O que são parasitas? A enciclopédia virtual livre Wikipédia dá a seguinte definição: “São organismos que vivem em associação com outros, dos quais retiram os meios para a sua sobrevivência, normalmente prejudicando o organismo hospedeiro”. Não quero ensinar Biologia a ninguém, mas lembro que nem sempre os parasitas prejudicam a quem lhes serve para sobreviver. Ou, se (e quando) causarem danos, causam os muito pequenos, quase imperceptíveis. Alguns, contudo, chegam a ser implacáveis e letais, casos de alguns vírus e bactérias patogênicas.
Há “parasitas obrigatórios”, ou seja, os que dependem exclusivamente dos hospedeiros para sobreviver, e os “facultativos”, que praticam o parasitismo por opção, sem que tenham a menor necessidade disso. O homem, contudo, entra, simultaneamente, em ambas classificações. Ou seja, consome seres vivos que correm, voam e nadam (e até os imóveis, no caso, os vegetais) sem os quais não sobreviveria. Mas, ao contrário dos outros parasitas, é o único que explora, suga, debilita e não raro mata os da própria espécie. E, ainda por cima, posa de “civilizado”, racional, nobre e dotado da nobilíssima capacidade da piedade.
Alguns (raros), exercem-na, de fato. Outros... Stuart Cloete observa, também, no citado romance: “Outros homens lhes bebem o suor; bebem-lhes o sangue, que é a vida do homem.

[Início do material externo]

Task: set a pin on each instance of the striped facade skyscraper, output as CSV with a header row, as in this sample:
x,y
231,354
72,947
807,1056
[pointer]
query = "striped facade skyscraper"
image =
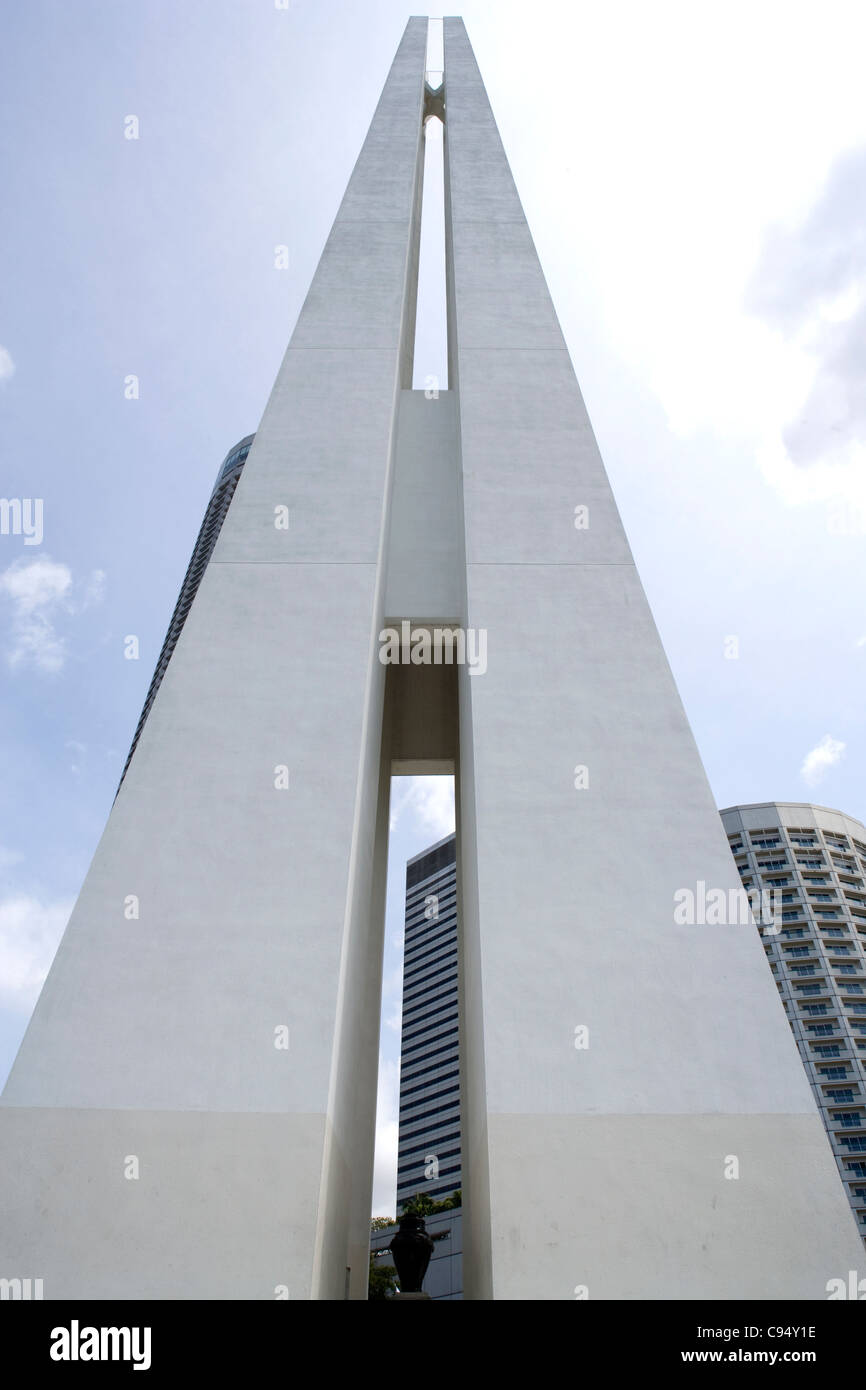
x,y
428,1153
813,862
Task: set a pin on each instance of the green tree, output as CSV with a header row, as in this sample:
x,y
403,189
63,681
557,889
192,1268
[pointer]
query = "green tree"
x,y
382,1278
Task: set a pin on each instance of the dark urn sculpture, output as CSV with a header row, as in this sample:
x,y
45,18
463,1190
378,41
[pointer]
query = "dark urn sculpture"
x,y
412,1248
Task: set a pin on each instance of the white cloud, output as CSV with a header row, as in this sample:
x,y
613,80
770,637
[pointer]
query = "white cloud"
x,y
387,1129
823,756
428,801
41,592
29,936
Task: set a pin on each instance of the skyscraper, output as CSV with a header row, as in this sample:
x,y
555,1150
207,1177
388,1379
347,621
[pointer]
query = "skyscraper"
x,y
192,1108
209,533
428,1150
813,862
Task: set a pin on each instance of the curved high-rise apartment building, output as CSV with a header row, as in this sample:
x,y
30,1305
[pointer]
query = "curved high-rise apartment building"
x,y
214,516
813,861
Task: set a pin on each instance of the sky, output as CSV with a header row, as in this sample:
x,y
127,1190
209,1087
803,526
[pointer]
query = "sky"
x,y
694,177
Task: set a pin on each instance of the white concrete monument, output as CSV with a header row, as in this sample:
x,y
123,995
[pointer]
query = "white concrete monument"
x,y
191,1114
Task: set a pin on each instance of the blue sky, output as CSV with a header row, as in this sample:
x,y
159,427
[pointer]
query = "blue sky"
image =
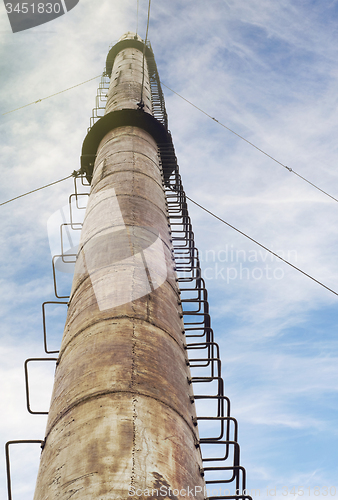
x,y
267,70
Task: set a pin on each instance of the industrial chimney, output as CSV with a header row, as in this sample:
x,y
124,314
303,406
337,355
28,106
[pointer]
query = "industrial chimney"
x,y
122,421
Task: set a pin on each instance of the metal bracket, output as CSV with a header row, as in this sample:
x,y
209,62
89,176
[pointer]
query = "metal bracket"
x,y
45,326
27,384
8,468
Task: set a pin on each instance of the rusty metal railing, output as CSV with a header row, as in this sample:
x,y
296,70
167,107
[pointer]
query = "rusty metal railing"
x,y
218,442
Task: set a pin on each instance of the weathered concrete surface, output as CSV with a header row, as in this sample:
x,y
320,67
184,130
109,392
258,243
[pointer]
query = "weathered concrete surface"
x,y
121,416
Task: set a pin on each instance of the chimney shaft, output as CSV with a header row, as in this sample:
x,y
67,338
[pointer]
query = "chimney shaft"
x,y
120,422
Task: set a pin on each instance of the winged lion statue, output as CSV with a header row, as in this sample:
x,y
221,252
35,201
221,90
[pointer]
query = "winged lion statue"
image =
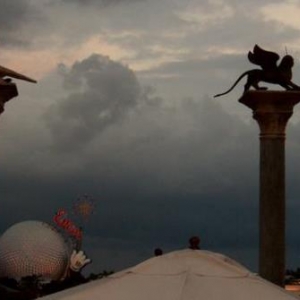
x,y
270,72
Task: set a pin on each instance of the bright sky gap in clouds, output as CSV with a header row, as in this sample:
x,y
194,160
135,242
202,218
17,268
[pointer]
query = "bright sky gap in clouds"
x,y
123,111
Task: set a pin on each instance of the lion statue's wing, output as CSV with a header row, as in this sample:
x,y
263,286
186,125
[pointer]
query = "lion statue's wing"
x,y
266,59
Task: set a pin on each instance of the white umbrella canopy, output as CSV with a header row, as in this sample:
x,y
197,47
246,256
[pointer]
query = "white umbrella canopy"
x,y
180,275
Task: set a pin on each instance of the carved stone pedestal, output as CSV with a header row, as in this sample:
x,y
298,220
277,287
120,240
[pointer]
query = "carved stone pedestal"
x,y
7,92
272,110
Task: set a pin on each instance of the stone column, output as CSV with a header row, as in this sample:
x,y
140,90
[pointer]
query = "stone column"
x,y
272,110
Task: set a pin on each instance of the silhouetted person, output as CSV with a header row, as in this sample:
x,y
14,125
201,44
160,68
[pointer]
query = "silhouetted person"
x,y
158,252
194,243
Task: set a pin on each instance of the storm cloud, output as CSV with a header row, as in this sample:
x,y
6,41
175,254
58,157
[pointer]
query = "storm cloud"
x,y
128,117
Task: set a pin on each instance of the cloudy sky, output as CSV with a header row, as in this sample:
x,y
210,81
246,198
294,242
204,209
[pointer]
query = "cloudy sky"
x,y
123,111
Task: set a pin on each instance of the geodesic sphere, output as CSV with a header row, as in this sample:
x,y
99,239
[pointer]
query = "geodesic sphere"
x,y
33,248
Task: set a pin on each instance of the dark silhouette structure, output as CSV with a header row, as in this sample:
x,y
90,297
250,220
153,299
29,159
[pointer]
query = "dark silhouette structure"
x,y
8,89
272,110
270,72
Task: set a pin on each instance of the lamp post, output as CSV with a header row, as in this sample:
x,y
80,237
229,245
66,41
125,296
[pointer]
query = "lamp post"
x,y
272,110
7,92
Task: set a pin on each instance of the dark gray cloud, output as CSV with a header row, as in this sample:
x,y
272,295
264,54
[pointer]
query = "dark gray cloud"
x,y
15,16
100,2
101,92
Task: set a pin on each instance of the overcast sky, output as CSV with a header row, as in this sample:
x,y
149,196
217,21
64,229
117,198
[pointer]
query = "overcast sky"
x,y
123,111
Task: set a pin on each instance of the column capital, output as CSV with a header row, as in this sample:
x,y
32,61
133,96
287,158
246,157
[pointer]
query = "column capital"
x,y
272,110
7,92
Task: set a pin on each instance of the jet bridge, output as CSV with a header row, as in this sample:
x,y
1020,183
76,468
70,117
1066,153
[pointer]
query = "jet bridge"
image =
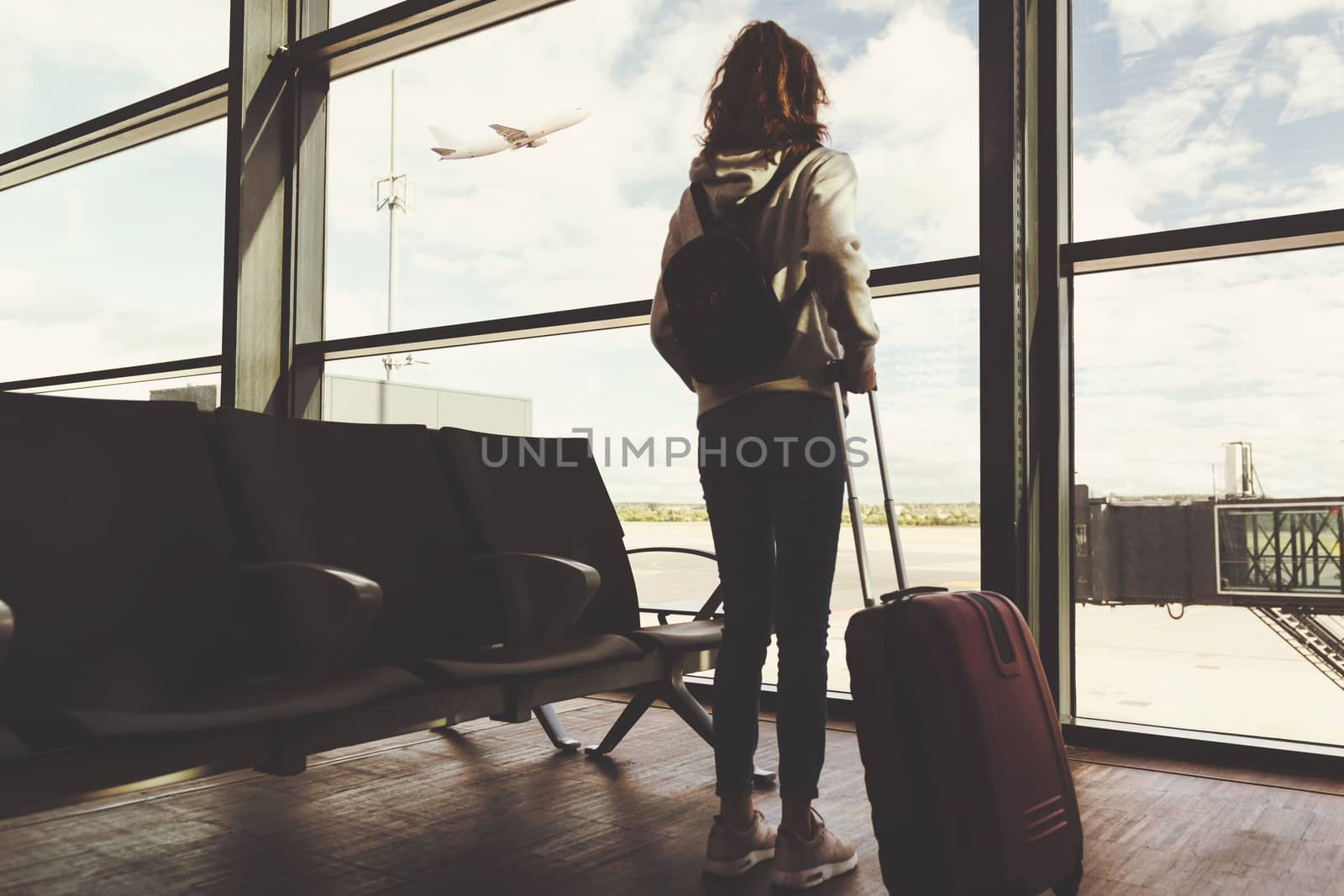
x,y
1278,558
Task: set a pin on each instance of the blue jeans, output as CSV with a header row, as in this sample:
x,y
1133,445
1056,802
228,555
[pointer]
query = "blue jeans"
x,y
774,496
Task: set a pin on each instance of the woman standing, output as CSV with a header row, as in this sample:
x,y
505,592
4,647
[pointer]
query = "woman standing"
x,y
770,461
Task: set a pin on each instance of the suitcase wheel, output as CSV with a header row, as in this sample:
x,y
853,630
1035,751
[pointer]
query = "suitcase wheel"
x,y
1072,884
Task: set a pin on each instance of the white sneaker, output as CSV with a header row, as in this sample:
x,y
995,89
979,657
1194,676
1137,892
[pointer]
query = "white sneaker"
x,y
801,864
732,853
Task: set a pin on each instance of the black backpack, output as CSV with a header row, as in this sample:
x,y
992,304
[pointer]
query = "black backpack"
x,y
723,312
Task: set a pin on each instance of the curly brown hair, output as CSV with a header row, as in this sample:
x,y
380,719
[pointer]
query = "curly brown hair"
x,y
765,94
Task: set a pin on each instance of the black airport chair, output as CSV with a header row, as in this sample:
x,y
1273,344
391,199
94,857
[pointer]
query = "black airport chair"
x,y
530,493
138,645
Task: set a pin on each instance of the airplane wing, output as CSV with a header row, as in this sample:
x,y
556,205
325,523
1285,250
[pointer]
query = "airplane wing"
x,y
510,134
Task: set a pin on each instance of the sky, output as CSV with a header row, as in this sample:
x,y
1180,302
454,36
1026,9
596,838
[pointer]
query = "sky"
x,y
1186,113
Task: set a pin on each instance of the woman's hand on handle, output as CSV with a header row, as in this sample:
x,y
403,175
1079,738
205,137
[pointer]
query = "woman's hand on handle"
x,y
864,380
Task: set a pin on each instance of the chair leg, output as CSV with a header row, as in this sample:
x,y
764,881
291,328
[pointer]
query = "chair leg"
x,y
554,728
702,721
687,707
642,700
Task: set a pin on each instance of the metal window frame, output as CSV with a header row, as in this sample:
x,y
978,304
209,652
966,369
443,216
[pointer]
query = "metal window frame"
x,y
1032,417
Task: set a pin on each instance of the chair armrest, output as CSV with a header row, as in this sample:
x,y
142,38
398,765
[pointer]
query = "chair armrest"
x,y
522,577
716,600
707,555
6,629
323,611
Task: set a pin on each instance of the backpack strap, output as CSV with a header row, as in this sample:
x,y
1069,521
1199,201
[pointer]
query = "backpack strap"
x,y
702,206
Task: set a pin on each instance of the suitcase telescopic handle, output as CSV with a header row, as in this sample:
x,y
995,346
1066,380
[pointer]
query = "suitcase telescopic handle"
x,y
833,371
860,546
887,501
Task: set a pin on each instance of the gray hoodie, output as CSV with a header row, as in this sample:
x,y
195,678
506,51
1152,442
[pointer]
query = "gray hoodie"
x,y
804,230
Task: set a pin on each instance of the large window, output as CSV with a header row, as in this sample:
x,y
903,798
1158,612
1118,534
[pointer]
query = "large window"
x,y
1209,396
613,385
65,62
582,219
1194,113
116,262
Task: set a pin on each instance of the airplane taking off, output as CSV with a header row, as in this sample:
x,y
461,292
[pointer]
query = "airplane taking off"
x,y
507,137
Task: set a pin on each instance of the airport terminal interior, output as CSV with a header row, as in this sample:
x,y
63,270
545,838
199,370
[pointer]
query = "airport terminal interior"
x,y
286,284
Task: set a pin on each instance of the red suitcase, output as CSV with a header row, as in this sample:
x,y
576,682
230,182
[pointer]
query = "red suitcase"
x,y
960,741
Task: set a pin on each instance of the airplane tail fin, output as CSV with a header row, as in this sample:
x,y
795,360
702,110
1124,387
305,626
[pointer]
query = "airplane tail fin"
x,y
444,139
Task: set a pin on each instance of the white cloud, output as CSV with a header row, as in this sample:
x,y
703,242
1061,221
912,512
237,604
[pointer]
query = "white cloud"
x,y
1218,16
1180,134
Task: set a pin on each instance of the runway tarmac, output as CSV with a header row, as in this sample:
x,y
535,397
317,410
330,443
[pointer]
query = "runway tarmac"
x,y
1215,669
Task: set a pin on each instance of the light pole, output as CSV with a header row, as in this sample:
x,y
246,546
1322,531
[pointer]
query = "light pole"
x,y
394,201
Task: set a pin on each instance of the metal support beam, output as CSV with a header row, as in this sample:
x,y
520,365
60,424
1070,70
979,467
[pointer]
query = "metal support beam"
x,y
1003,285
1048,305
308,231
276,130
405,27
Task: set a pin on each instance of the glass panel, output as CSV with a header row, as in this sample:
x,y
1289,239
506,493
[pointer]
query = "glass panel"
x,y
202,389
616,385
116,262
1196,113
1210,439
62,63
582,219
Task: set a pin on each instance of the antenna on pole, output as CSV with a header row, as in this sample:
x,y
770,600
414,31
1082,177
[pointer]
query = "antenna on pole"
x,y
391,194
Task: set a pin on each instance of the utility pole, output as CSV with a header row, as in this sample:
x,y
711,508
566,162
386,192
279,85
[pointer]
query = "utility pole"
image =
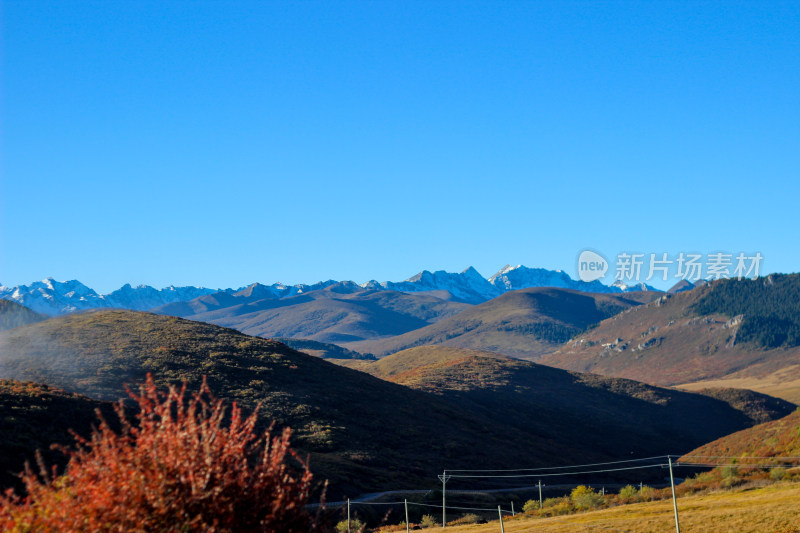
x,y
540,494
674,500
444,477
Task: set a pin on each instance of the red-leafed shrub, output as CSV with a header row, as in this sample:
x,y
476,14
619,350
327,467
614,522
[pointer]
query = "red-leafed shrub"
x,y
183,466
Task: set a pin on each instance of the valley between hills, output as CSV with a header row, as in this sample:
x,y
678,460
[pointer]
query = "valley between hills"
x,y
384,388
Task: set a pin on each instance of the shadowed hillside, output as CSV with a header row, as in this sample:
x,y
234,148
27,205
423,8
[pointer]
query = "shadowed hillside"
x,y
777,438
527,323
734,333
34,416
365,433
553,402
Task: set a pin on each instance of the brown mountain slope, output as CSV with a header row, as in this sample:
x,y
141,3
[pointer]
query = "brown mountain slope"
x,y
690,338
365,433
527,323
339,314
555,402
777,438
13,315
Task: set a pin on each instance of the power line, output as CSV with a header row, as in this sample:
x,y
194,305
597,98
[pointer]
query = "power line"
x,y
566,466
458,508
570,473
742,458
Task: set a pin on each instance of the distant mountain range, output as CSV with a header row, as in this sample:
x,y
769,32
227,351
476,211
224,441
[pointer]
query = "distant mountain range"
x,y
728,333
53,297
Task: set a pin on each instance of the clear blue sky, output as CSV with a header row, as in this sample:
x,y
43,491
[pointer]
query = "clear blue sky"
x,y
220,143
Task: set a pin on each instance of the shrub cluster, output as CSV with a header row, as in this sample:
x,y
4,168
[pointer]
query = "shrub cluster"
x,y
183,466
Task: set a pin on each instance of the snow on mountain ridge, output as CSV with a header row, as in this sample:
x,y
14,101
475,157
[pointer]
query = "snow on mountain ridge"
x,y
53,297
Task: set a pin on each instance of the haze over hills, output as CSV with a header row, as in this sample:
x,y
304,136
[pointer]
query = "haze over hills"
x,y
366,433
526,323
34,416
52,297
13,315
743,333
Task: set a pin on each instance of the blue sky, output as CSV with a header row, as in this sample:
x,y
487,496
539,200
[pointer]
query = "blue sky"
x,y
220,143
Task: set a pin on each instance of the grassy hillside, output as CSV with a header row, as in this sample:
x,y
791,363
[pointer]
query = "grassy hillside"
x,y
526,323
565,406
365,433
13,315
769,307
334,411
696,337
34,416
323,349
770,509
339,314
777,438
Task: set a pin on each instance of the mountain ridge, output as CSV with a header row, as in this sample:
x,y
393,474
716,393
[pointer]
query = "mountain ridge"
x,y
53,297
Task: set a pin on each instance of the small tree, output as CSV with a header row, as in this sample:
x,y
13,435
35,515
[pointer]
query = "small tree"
x,y
356,526
584,497
428,521
530,506
628,493
178,469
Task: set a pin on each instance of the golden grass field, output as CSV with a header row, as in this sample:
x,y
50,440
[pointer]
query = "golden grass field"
x,y
770,509
783,383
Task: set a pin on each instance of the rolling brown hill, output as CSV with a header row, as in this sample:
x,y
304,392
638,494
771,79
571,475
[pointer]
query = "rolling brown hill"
x,y
526,323
13,315
342,313
776,438
366,433
730,333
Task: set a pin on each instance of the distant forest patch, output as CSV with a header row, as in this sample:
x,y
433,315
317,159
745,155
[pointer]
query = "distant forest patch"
x,y
771,308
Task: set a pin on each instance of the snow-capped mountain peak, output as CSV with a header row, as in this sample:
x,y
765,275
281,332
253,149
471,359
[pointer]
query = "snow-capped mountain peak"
x,y
53,297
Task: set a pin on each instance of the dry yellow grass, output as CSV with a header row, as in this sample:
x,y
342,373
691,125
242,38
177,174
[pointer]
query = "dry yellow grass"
x,y
784,383
771,509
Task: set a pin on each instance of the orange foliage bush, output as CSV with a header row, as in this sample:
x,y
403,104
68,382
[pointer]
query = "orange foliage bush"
x,y
180,468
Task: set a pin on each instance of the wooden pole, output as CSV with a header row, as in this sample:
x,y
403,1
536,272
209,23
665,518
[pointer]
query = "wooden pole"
x,y
674,500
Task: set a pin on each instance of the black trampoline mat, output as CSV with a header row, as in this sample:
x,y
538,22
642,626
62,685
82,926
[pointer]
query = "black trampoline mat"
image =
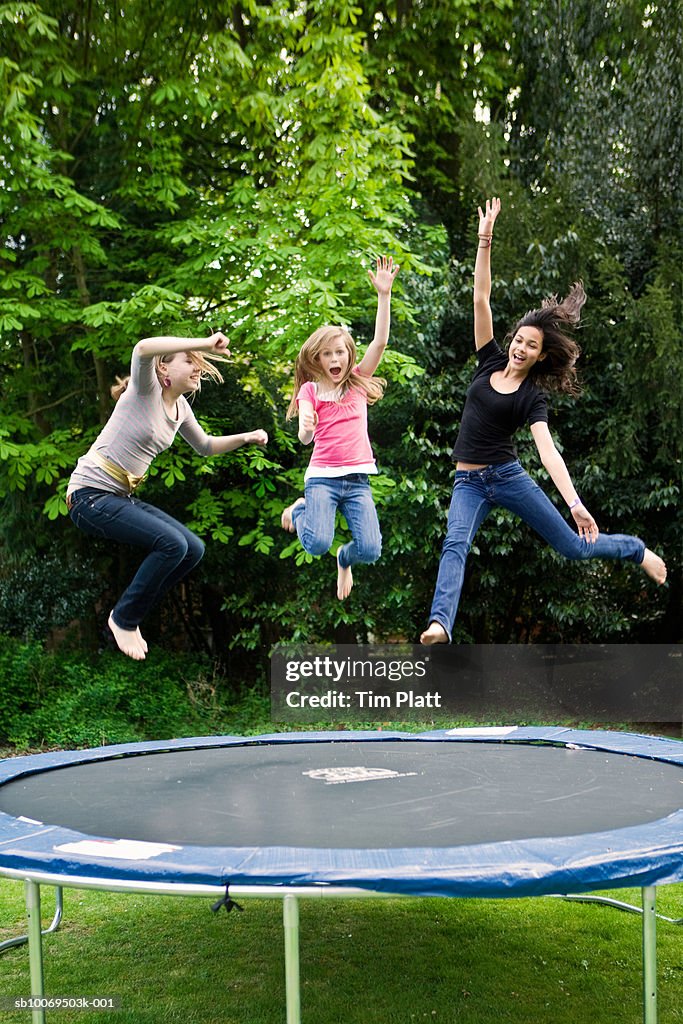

E devoram-lhes o tempo – de modo que eles não têm tempo para pensar, que é a função do homem; isto faz com que os homens corram e se esfalfem o dia todo, e o façam também durante a noite – mas nunca tratem de seus próprios assuntos, engajados que estão a serviço e para lucro de outro. E estes são os homens que denominamos civilizados – estes consumidores de homens – e os homens que permitem que os outros os consumam”.
Como se vê, superestimamos as virtudes humanas e por motivos óbvios: fazemos parte da espécie. Estamos, todavia, em um estágio ainda muito primário, primaríssimo de desenvolvimento mental, moral, ético e espiritual. Temos muito, muitíssimo, além da conta, a evoluir para sermos os racionais que nos julgamos e nos autodenominamos. Podemos vir a ser, óbvio. Mas ainda não somos.
Desde tenra idade, quando comecei a compreender o mundo em que vivia e a buscar explicações para tudo o que me cercava, além do meu papel na sociedade, até hoje, quando me aproximo de sete décadas de vida, nunca consegui compreender essa exploração do homem pelo homem. Se todos nascemos da mesma forma, se a totalidade da espécie (sem a mínima exceção) tem o mesmíssimo destino, qual seja, o da inexorável extinção, qual a razão plausível, ou minimamente justificável, para uns explorarem, humilharem, degradarem, escravizarem (ostensiva ou disfarçadamente) e matarem outros?
O homem, somente, poderá ser considerado racional e civilizado quando (ou se) modificar esse comportamento de parasita facultativo para, digamos, o da simbiose. E mais, para um inteligente mutualismo, que é, por definição, “interação de espécies em que ambas se beneficiem”.
A natureza não cansa de nos dar esse tipo de exemplos de convivência mutuamente útil e construtiva. Nós, arrogantes e néscios (mas que nos julgamos tão sábios e prescientes), é que não atentamos a eles. E não buscamos, claro, segui-los.
Na nossa flora intestinal, por exemplo, temos um desses casos em que as bactérias que a integram nos favorecem plenamente, completando, com sucesso, nosso complicado processo de digestão e, em contrapartida, sobrevivem dos restos que nosso organismo, de qualquer forma, iria eliminar. Por isso, por mais que me doa e que afete meu amor próprio, não posso deixar de concordar com Stuart Cloete quando classifica o homem como “o maior, o mais cruel e o mais mesquinho de todos parasitas”.